The first is a backpack from Lucky Bums. The folks at Lucky Bums are all about the kids, and they sell gear just for the little ones in your family. It’s not the wimpy gear you might expect coming down the pike for kids. This is robust stuff. We tested the Rumba 35L Multi Night Backpack. This pack has all the bells and whistles (literally; the sternum clip has a whistle built right into it) you see in quality adult bags at REI. The pack has tons of room, and your kids can easily “carry their weight” next time you decide to hit the trail as a family.

We haven’t tried it on an overnighter yet, but we’ve been taking practice hikes with loaded packs, getting ready for the next adventure. So far the bag out performs our highest expectations. Fully adjustable, tons of pockets, and straps on the top hold down a sleeping bag. All you would need for a rugged trip would be a way to keep it dry in the rain, but I think a poncho thrown over the back would do just fine.
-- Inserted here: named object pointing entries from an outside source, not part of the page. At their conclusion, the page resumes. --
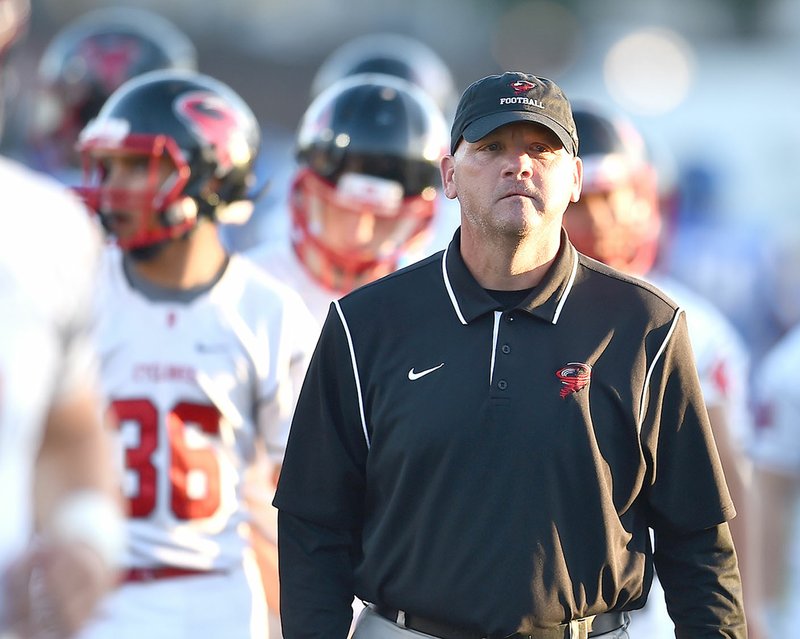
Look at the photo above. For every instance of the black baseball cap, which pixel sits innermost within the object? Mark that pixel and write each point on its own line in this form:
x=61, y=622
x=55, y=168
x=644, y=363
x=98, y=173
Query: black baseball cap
x=496, y=100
Only drawback we’ve found so far is that this pack makes ours look kind of lame.

The second item we’ve been testing is from Sierra Designs. This company recently unleashed a line of specialty sleeping bags just for kids. When I was young, we slept in old flannel sleeping bags that were always too hot for summer and too cold for winter. Today’s kids can enjoy the Dragonfly 20. Again, another piece of gear for kids that make our gear look childish.

This sleeping bag is nylon, but the foot box is lined with tricot (just means it’s fuzzy and warm, not slippery and cold). At the feet there’s an attached bag, or you could simply use the stuff sack. At the top, an integrated hood helps trap body heat, and the zipper never gets caught. The one feature that has me puzzled is the snack pocket. Supposedly this will keep your snickers close, but for campers who wisely keep all food out of the tent, it seems an unnecessary extra—though it might be good for your iPod or watch or other personal items.

Grace has claimed the Sierra Designs bag with authority, leaving her Kelty sleeping bag to her brother. The Kelty bag, a Little Tree 20 Junior, was our first camping gear purchase especially for one of our kids. While she didn’t go crazy when she first saw it, a year out it was still her favorite gift from that Christmas. The bag is solid, just what you expect from Kelty, but sized for a kid.

There are more companies out there making gear for kids than ever before, and I suspect as we go along we’ll start to see some fairly poor-quality items hitting the market. So far, however, I’ve been impressed. REI and Moosejaw carry kids gear from all over, and hopefully we’ll continue to bring you reviews of the best stuff we find to make your next family camping road trip a success.